PESHAWAR: Finance Minister Muhammad Aurangzeb announced on Wednesday that the government plans to shut down additional departments as part of an ongoing “rightsizing” initiative aimed at reducing state expenditure.
Speaking to the business community in Peshawar, Aurangzeb explained that the government was actively working to decrease public sector spending by closing more ministries and attached departments. This initiative is driven by the International Monetary Fund (IMF) as part of efforts to improve efficiency and reduce costs within the government.
As part of the rightsizing program, the federal government has already abolished several ministries and their attached departments to streamline operations. In January, Aurangzeb revealed plans to downsize 42 ministries and their 400 associated departments by June 30 of the current fiscal year, with the rightsizing committee aiming to reduce 80 institutions by half.
The government has also eliminated 150,000 vacant positions—60% of which were unfilled regular posts—and categorized them as “dying posts,” significantly impacting the public sector’s financial burden.
Recently, the Ministry of Aviation was dissolved and merged with the Ministry of Defence, saving the government an estimated Rs145 million annually.
Addressing the Peshawar Chamber of Commerce, Aurangzeb emphasized the government’s role in formulating and continuing policies for economic stability. He also highlighted the positive outcomes of the government’s economic measures and assured continued support for businesses across all provinces. The government is consulting with the business community for the upcoming budget to ensure its alignment with their needs.
On the topic of tax collection, Aurangzeb stated that the government is reducing human intervention in the Federal Board of Revenue (FBR) by integrating modern technology, such as artificial intelligence, to minimize corruption and leakage. He noted that the tax policy has been removed from the FBR and placed under the Ministry of Finance, a move aimed at improving efficiency.
To meet IMF requirements, the government in February separated tax policy from the tax collection body and established the Tax Policy Office (TPO), which will be overseen by the finance minister. This office will handle tax policy analysis, data modeling, revenue forecasting, and international tax agreements. The transition of the policy wing from FBR to the Ministry of Finance will take a few months, with full implementation expected by the 2025-26 fiscal year.

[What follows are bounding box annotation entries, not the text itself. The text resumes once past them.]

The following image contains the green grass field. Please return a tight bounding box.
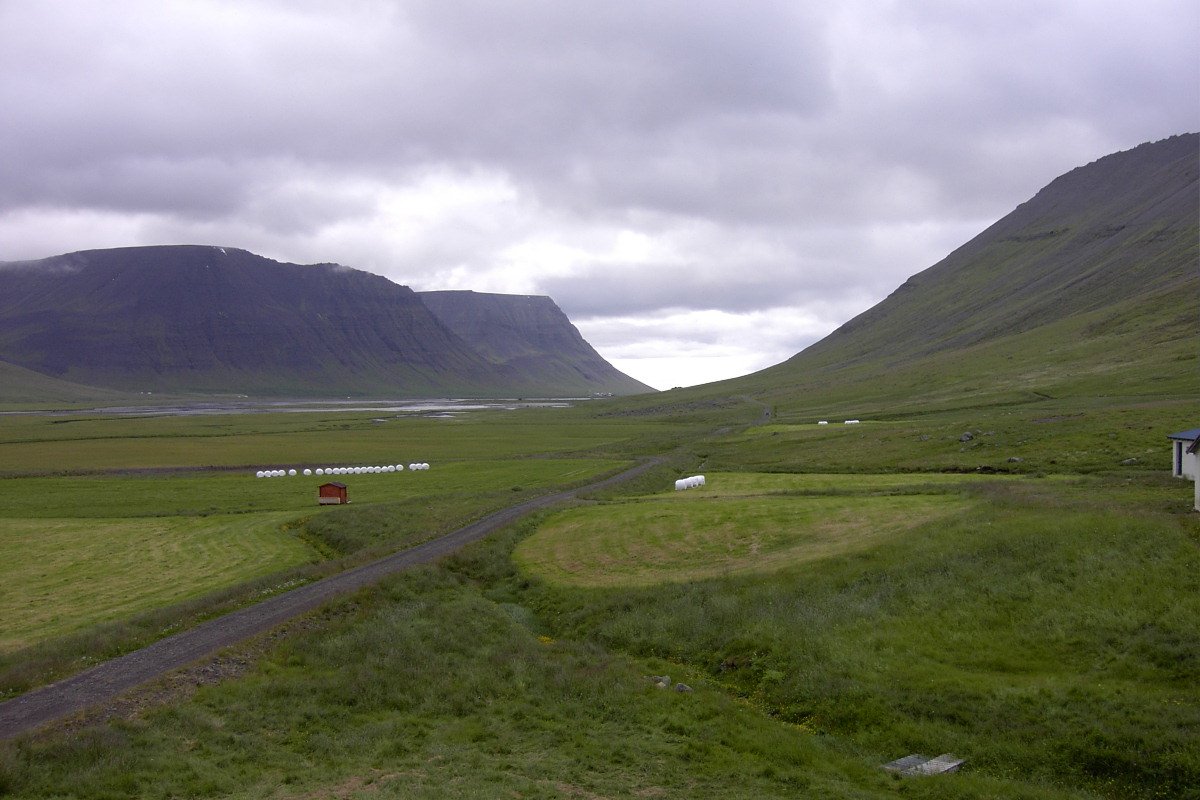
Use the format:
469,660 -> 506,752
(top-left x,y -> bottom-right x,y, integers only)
0,512 -> 317,651
0,402 -> 1200,800
514,474 -> 972,587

In a separate meeting, Finance Minister Aurangzeb met with Muzzammil Aslam, Adviser on Finance to the Khyber Pakhtunkhwa Chief Minister, to discuss fiscal matters. Aurangzeb congratulated the KP government on its implementation of the National Fiscal Pact and Agricultural Income Tax. He assured the provincial government that concerns regarding the National Finance Commission (NFC) Award would be reviewed, emphasizing the government’s intent to collaborate with all provinces.
Aslam raised concerns about the cessation of funds for merged districts under the Accelerated Implementation Programme (AIP) and Annual Development Programme (ADP), stating that while Rs66 billion was allocated for merged districts in the current budget, their expenditures had reached nearly Rs104 billion. He called for interim solutions through the NFC Award to address the funding shortfall and urged early consultations on budget matters, tax enforcement, and salary and pension issues.